FDA Decision on Morning After Pill Won’t Affect States Selling Drug to Teens
by Steven Ertelt
August 29, 2006
Washington, DC (LifeNews.com) — The Food and Drug Administrations decision to allow sales of the morning after pill over the counter to anyone 18 or older will not affect states that had already allowed non-prescription access to the drug. Nine states had approved sales without a doctor’s visit prior to the FDA decision and also allowed teenagers could purchase the drug.
Steven Galson, director of the FDA’s Center for Drug Evaluation and Research said the agency’s decision should not affect regulations in nine states that allow pharmacists to sell the drug without a prescription to people of all ages.
Washington, California, New Mexico, Alaska, Hawaii, Maine, New Hampshire, Massachusetts and Vermont had already passed regulations allow sales of the morning after pill over the counter before the FDA acted.
The FDA’s agreement with Barr Laboratories calls for the drug maker to monitor sales of the Plan B pill in the 41 other states where the 18 or older restrictions will be in place. Barr must send mystery shoppers to pharmacies in those states twice a year next year and once a year afterwards to make sure pharmacies are complying.
In the states where only those 18 an older can buy the drug, they must show identification for proof of age.
The FDA has come under fire from both pro-abortion and pro-life groups on the decision to limit the drug to those above 18.
Abortion advocates say that means the morning after pill won’t reduce as many abortions and unplanned pregnancies as it could have if everyone could purchase the pills.

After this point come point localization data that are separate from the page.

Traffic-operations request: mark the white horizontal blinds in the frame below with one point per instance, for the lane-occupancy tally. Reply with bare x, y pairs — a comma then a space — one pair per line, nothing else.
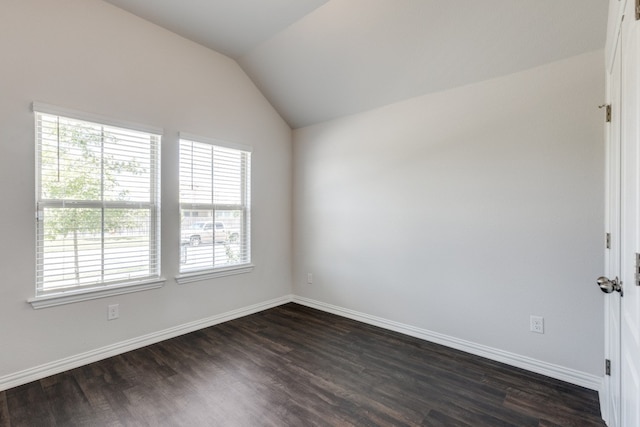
97, 201
215, 206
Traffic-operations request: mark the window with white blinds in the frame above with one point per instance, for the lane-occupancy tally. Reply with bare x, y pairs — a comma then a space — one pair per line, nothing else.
98, 204
215, 205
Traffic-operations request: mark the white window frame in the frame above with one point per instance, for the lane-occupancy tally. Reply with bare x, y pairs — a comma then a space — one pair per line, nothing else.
190, 276
98, 289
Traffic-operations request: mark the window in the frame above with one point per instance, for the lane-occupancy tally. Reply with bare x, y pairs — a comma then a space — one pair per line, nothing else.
97, 203
215, 208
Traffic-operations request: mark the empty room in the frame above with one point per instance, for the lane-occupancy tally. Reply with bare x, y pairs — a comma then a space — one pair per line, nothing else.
320, 212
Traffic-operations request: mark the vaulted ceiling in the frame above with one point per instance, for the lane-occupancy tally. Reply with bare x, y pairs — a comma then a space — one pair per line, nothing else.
317, 60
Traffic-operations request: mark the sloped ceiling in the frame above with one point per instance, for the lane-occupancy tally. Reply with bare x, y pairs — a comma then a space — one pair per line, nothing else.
317, 60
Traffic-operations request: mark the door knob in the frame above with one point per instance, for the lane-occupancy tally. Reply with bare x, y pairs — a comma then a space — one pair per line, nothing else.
607, 286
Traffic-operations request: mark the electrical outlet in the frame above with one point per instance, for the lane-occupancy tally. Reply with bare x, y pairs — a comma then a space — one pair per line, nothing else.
113, 311
536, 324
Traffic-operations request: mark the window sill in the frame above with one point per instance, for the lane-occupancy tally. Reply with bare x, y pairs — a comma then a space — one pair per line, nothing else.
70, 297
197, 276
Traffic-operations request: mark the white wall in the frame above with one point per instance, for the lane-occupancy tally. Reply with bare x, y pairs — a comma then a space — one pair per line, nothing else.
464, 212
90, 56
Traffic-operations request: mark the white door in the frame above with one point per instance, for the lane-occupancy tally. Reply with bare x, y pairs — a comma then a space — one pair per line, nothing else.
612, 390
630, 229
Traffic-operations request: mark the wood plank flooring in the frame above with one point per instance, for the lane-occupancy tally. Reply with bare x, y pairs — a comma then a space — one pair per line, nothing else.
295, 366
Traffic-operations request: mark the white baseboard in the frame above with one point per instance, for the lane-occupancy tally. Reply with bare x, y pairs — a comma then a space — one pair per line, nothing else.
554, 371
572, 376
58, 366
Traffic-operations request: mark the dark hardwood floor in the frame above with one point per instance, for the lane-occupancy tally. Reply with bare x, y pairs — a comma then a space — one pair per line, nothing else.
295, 366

Pro-life groups say the FDA won’t be able to enforce the provision and that criminals who prey on vulnerable teenagers will be able to use the Plan B drug to cover up their actions.
Wendy Wright, the president of Concerned Women for America, said the morning after pill won’t be the panacea abortion advocates claim.

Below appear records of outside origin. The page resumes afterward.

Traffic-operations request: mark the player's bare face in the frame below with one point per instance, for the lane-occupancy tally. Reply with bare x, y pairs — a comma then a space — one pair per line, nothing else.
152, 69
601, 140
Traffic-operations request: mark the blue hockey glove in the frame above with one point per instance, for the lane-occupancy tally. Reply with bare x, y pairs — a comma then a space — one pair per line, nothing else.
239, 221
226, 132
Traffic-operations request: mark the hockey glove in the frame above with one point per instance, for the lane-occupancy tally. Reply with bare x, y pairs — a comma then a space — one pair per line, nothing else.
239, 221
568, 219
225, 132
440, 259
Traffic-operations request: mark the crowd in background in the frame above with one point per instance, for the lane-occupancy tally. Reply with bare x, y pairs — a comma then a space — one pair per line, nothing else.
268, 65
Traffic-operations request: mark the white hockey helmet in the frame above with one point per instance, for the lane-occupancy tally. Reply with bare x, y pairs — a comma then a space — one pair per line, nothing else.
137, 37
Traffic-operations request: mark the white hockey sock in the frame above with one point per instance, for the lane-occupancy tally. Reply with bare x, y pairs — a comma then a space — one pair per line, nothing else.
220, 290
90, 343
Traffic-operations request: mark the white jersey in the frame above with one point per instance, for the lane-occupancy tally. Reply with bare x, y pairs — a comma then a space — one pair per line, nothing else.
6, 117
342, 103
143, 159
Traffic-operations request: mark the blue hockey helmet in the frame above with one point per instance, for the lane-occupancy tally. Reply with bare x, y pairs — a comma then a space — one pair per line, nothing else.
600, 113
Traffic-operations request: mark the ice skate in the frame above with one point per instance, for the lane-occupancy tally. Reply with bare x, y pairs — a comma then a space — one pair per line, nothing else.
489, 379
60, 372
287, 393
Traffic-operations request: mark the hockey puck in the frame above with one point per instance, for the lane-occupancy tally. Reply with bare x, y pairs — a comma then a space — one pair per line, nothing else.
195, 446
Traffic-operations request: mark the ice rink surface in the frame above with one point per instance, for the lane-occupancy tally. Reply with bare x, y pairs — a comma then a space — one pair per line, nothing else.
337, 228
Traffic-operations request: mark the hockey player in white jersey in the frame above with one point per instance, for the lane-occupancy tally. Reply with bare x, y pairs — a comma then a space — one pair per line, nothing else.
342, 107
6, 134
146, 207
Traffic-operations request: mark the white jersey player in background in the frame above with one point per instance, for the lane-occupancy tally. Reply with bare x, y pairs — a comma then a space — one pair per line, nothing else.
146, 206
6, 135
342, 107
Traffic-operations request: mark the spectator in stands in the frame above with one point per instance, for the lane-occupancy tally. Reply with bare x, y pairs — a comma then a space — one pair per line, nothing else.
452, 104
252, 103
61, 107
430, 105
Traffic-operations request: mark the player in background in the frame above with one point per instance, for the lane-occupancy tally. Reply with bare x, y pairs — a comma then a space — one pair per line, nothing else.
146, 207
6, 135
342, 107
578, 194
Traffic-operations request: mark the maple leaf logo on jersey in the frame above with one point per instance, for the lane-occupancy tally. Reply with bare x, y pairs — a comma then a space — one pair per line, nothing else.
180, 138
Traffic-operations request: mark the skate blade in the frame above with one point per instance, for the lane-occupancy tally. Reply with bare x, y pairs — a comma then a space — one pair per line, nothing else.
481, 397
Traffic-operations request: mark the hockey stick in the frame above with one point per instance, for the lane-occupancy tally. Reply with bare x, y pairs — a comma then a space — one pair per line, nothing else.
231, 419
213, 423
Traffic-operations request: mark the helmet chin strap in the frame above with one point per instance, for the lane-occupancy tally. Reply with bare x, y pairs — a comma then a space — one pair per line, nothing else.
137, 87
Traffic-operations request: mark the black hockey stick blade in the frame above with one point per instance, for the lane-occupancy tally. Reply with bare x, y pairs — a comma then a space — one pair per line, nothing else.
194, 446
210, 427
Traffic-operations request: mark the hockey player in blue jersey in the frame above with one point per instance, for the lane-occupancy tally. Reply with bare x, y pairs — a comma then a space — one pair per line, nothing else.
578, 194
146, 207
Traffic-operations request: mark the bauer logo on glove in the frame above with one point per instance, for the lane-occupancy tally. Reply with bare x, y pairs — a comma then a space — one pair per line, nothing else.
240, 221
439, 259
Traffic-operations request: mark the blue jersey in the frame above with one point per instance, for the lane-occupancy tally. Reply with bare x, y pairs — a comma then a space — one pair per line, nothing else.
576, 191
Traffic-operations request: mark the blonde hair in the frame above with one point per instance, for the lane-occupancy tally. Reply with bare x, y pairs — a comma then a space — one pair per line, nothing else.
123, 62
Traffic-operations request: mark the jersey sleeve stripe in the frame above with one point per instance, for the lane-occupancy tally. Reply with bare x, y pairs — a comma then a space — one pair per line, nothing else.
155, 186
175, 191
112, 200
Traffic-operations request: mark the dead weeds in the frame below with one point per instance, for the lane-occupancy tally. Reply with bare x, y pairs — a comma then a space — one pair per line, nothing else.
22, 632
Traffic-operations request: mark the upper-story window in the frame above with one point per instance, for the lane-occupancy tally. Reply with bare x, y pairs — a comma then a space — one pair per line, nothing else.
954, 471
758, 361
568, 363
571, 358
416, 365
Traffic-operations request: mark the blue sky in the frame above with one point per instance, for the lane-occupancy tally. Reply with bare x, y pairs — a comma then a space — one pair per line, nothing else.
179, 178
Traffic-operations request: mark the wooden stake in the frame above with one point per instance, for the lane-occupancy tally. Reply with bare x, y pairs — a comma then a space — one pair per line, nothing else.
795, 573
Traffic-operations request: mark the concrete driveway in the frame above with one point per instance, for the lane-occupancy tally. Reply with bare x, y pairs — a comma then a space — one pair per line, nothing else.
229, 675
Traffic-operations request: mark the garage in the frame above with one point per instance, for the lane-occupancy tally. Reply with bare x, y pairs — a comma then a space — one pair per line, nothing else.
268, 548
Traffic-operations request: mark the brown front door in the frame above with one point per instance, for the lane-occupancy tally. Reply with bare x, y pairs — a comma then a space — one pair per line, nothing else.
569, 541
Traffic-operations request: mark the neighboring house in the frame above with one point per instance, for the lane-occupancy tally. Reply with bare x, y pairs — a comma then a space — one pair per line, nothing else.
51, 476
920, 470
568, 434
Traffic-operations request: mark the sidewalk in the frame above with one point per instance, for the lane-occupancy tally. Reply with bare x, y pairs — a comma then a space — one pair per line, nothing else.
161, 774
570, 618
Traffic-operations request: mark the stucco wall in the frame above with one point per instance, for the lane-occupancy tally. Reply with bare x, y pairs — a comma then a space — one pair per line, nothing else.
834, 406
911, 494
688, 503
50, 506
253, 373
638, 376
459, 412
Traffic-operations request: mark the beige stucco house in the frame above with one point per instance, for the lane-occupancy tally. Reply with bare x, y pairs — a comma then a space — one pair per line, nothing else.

A 2005 study co-authored by a Planned Parenthood doctor in the Journal of the American Medical Association showed that having Plan B on hand did nothing to reduce pregnancy rates compared to those who obtained the drug from a pharmacy.
Wright also pointed to other problems, including no enforcement of the restriction that the drug not be sold to girls under 18.
"Enforcement requires a penalty for violating the restriction," Wright explained. "The FDA has no authority or ability to enforce an age restriction, and Barr, the Plan B drug maker, has neither the ability nor the willingness."
Wright also said that Planned Parenthood and abortion advocates were given certain restrictions by the FDA on the dangerous abortion drug RU 486, but that those haven’t been followed.
"Those restrictions have never been followed, women have died, yet no one has been punished nor the drug approval pulled,” said Wright.
She also worries that a parent, older sibling or other relative or older friends could purchase the morning after pill for young teens, avoiding the requirement that they visit a doctor first before using the drug.
Wright said selling the morning after pill over the counter will make it easier for men who abuse young women to cover up their crimes.
"Any adult male who is having sex with a minor could walk into a pharmacy, buy the drug, and coax the girl into taking the pill," she said.